Opinion
Officials should shed light on NC’s role in detainee renditions as shown in “The Torture Report”
“One of the hardest things for a country is to deal honestly with its negative past,” said Rep. David Price, D-NC. The same can apparently be said for the state of North Carolina.
Price was speaking at a Raleigh screening of “The Torture Report,” a new film about our nation’s unfinished business on torture. Our state’s torture business is also unfinished, and it’s disturbing that our elected leaders refuse to acknowledge this.
“The Torture Report” follows U.S. Senate Intelligence staffer Dan Jones, played by Adam Driver, as he learns the ugly truth of the CIA’s post-9/11 torture program. Jones and his colleagues eventually wrote the Senate “torture report,” concluding that the program was ineffective and grossly mismanaged by the CIA. They also concluded the CIA misled Congress, and the use of torture-tainted evidence made it virtually impossible to prosecute those responsible for 9/11.

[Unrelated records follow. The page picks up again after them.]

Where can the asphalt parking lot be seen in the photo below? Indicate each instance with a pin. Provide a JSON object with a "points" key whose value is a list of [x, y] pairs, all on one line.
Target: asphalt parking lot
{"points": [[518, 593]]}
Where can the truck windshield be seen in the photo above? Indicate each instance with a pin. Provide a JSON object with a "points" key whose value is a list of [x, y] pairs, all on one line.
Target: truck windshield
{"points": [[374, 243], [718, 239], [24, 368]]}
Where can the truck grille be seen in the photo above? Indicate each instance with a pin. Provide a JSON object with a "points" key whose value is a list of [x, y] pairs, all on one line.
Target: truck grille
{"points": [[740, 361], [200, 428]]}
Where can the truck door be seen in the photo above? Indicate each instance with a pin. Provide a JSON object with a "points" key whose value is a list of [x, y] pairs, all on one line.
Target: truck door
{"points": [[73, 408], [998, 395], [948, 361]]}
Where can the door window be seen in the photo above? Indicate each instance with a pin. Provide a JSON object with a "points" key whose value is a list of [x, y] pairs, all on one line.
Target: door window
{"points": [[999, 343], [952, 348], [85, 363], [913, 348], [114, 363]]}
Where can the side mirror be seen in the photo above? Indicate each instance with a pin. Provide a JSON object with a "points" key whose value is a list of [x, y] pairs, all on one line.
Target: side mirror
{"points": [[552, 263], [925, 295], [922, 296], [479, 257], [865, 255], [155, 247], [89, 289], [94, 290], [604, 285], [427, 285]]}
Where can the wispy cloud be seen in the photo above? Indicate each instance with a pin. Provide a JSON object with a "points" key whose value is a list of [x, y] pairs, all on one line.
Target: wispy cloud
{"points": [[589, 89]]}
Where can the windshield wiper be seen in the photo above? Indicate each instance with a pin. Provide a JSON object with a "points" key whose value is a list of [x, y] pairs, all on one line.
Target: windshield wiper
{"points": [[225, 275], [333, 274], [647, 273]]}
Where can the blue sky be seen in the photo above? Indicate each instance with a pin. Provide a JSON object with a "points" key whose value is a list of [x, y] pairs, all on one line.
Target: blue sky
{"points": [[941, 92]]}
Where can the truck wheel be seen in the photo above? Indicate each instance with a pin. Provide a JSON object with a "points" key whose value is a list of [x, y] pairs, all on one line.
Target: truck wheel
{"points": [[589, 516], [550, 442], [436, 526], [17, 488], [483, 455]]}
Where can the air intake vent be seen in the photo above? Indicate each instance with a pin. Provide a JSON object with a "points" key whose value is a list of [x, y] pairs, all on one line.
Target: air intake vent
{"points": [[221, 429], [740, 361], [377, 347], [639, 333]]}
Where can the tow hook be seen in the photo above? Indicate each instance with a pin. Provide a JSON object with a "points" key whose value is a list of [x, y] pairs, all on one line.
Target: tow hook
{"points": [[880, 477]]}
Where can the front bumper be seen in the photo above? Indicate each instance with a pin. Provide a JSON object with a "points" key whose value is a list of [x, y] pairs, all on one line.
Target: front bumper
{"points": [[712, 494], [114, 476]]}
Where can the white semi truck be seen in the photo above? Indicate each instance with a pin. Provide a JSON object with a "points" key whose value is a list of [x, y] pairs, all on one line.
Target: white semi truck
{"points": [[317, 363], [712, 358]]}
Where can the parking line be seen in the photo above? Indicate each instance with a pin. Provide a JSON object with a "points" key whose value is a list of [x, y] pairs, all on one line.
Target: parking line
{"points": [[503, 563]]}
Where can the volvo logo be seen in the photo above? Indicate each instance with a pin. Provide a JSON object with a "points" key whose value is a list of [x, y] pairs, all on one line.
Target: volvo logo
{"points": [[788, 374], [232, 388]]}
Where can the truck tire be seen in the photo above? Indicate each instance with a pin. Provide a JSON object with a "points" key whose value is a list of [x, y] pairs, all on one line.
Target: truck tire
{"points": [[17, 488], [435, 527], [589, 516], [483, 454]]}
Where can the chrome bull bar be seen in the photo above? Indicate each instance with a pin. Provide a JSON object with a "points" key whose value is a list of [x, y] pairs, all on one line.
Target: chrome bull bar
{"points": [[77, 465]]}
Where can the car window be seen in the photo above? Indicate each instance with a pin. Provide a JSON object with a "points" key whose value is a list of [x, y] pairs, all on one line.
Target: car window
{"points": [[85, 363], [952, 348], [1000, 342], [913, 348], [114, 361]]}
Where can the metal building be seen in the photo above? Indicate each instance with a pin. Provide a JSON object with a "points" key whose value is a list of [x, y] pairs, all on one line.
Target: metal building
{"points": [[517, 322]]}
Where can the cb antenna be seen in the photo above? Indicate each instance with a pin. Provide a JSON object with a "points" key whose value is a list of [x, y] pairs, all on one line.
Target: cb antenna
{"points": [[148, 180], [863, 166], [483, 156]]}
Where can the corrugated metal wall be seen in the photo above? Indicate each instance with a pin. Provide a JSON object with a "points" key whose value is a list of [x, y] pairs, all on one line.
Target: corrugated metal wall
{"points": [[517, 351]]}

Anyone who hasn’t yet seen “The Torture Report” should. The movie is hard to watch because it portrays CIA agents inflicting barbaric torture techniques on shaved, naked captives. It is doubly hard to watch because the classified 6,700-page Senate torture report still hasn’t even seen the light of day, except for a 525-page executive summary released in 2014. And North Carolina’s vital role in the CIA program is still shielded from public scrutiny by the inaction of our top law enforcement officials.
We are members of the non-governmental, blue-ribbon North Carolina Commission of Inquiry on Torture. In 2017, we took on the challenge of investigating our state’s role in hosting “torture taxis” – the aircraft operating out of our public airports that flew the CIA’s prisoners to their torture chambers overseas.
For two years, we and our staff combed through public records on “renditions,” took testimony, and worked with experts at the UNC and Duke law schools. The result was an 83-page, extensively documented report, “Torture Flights: North Carolina’s Role in the CIA Rendition and Torture Program.”
We found that North Carolina infrastructure played a crucial role in the abuses depicted in “The Torture Report.” At least 49 prisoners were snatched overseas, gagged, and trussed in painful positions in aircraft operated for the CIA by Aero Contractors out of the Johnston County or Kinston airports. These 48 men and one pregnant woman, most of them unconnected to terrorism, were flown to locations specifically to be tortured. Altogether, fully half the known CIA rendition missions departed from and returned to North Carolina.
When Torture Flights was released in September 2018, we hoped that elected officials would read its findings and recommendations. Copies were hand-delivered to the Governor, the attorney general, the Johnston County district attorney, and the Johnston County commissioners.
As we explain in Torture Flights, our state has jurisdiction to prosecute North Carolinians who conspired in the CIA rendition and torture program. In fact, the state of North Carolina is obliged to investigate Aero Contractors and either prosecute or refer the results to the federal government — or at least to report Aero’s conduct to the federal government for investigation.
Enabling torture is not a record of which our state can be proud. Since the release of Torture Flights, hundreds of North Carolinians have begged our state government to ensure that this shameful role is not continuing.
Sadly, neither the governor nor the attorney general has responded.
A government that enables torture and does not hold itself accountable runs the risk of repeating that tragedy. Aero Contractors continues to operate without scrutiny from its specially fortified corner of the Johnston County Airport.
The trailer for “The Torture Report” says, “truth matters.” That certainly applies to our state’s torture taxis -- truth and justice both matter, and our elected officials should not be ignoring them.
The Torture Report film can be viewed on Amazon Prime.